34 yıl önce bugünü gördüm
1982 yılındayız. Yol filminin, Cannes Film Festivali'nde Altın Palmiye Ödülü'nü paylaştığının 2 hafta sonrasıydı. Washington D.C.'deyim. Yani Amerika'nın hatta dünyanın başkentinde. Şimdilerde İstanbul Hukuk Fakültesi'nde profesör olan bir arkadaşım ve eşinin ısrarıyla Yol'u izlemeye gittim. Ünlü bir Musevi gazetecimizin kızı da ekibe katıldı. Janus'lar diye adlandırılan sinema grubuna girdik. Yılmaz Güney'in başını çektiği ekibin yapımını izlemeye başladık. Pek çoğunuz izlemişsinizdir diye tahmin ederek eleştirmenlik yapmayacağım. Doğal olarak, İngilizce alt yazılı şekilde gösterime sokulmuştu. Konuşmalar genelde Türkçe. Ne zaman Kürtçe diyaloglar Kürdistan yazıları geçse kıyamet kopmakta. Hep aynı slogan atılmakta; "Kürdara azadi". Bir ara "neredeyim" diye düşünmeye başladım. Loş ışıklara rağmen dördümüzün yüzündeki ifadenin aynı olduğunu fark ettim. Hatta Musevi arkadaşımızın üzüntüden ağladığını gördüm. Oturuş şekli dahi değişmişti. "Yer yarılsa da içine girsem" cinsinden. Sinemada mıyız yoksa miting alanında mı belli değil. Ara verilince hemen tezahürat yapanların yoğun olduğu bölüme döndüm. Kızların da bulunduğu topluluk gergin yüzlerle Kürtçe değil Türkçe konuşmaya başladılar. Acı olan, tamamı burslarını ödediğimiz öğrencilerdi. Washington fazla kalabalık olmayan kent. Onların pek çoğuyla zaman içerisinde karşılaştım. Hatta 3 tanesini THY'nin New-York'a ilk uçuşunda tekrar gördüm. Başbakan Turgut Özal'a değil de Diyarbakırlı bakan Salih Sümer'e yakınlık içindeydiler. Aralarına Sümer'i de alıp bir yerlere gittiler.
Kim yolladı?
Unutamayacağım bu anımı neden şimdi vurguladığımı sanırım anlamışsınızdır. Kimilerinin Musevi diye aşağılamaya kalktığı bir Türk kızının "geleceği görüp ağladığı" anları pek çoğumuz görmezden geldiler. Hatta "canavarı yaratmak" deyimini rahatlıkla kullanabilirim. Bunca bölücüyü karpuz gibi seçerek yurt dışına kimler yolladı? Hem de ceplerine para koyarak. Bu uygulama yıllar yılı devam ettirildi. Taa ki 15 Temmuz Kalkışması'na kadar. Devletin çarklarına yerleşen melunlar, senelerdir bu akışı yönettiler. FETÖ'cüler de aynı yöntemi uyguladı.

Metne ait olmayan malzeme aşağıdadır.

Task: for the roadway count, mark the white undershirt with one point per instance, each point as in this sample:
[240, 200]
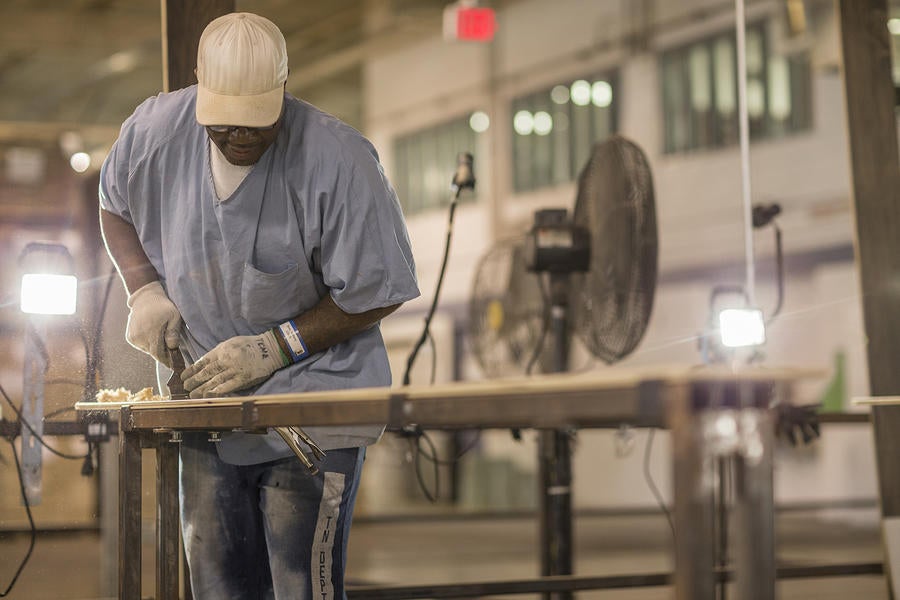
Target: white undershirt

ABD'ye gittiğimde çok sayıda "Hür Litvanya" derneği görmüştüm. Bu ülke şimdi bizim yarım asırdır girmeye uğraştığımız AB'nin tam üyesi. Onların tabelalarının yerini ise "Kürdistancılar" aldı. Atatürk'ün işaret ettiği "gaflet uykusu" sonucu iç savaş ortamına kadar gelindi. Kimi gençlerimiz Meclis Başkanı'nın işaret ettiği gibi Güney Amerikalı terörist Che Guevara'nın tişörtüyle dolaşıyor. Daha kalabalık olanlar "bölücübaşı"nın fotoğrafıyla gösteri yapıyor. "Barış meleği" sıfatı giydirilen kimi şarkıcıların Nevruz alanlarında Leyla Zana kıyafetiyle zafer işareti yaptıkları ortada. Bunları yazdım diye bana dava açanlar yine bu sözde sanatçılar. T.C. adliyeleri tarafından bu haymatloslara tazminat ödemeye mahkûm edildim. Anlayacağınız nereye dokunsak elimizde kalıyor. Benim söylediklerim, yazdıklarım hep aynı. Ekrandan "PKK terör örgütü mü?" diye sorup cevap alamadığım bir başka şarkıcıya övgü yağdırılıyor. Yarışma salonunu dolduranlara alkışlatan jüri üyeleri var. Sizce bu işi gerçekten inandıkları için mi yoksa "bana dokunmayan yılan bin yaşasın" diye mi yapıyorlar?
Netice
Kandil'deki uyuşturucu baronları çağrı yaptı; "Büyük savaşa hazırlanın". Toplanma adresleri Kobani ve Tel Abyad. Besle kargayı oysun gözünü.
***
Oyuna bakın; DAEŞ giriyor, bir süre sonra çekilip yerini PYD'ye bırakıyor. Bu garip iş birliğini fark etmiyor musunuz? Osmanlı'nın parça parça edilişine sebep Musul için hiçbir hareket yok. Ankara "Suriye'nin bütünlüğü" derken Kerry "Birleşik Suriye"den söz etmekte. Yani "önce parçala, sonra federasyon haline getir"in özeti.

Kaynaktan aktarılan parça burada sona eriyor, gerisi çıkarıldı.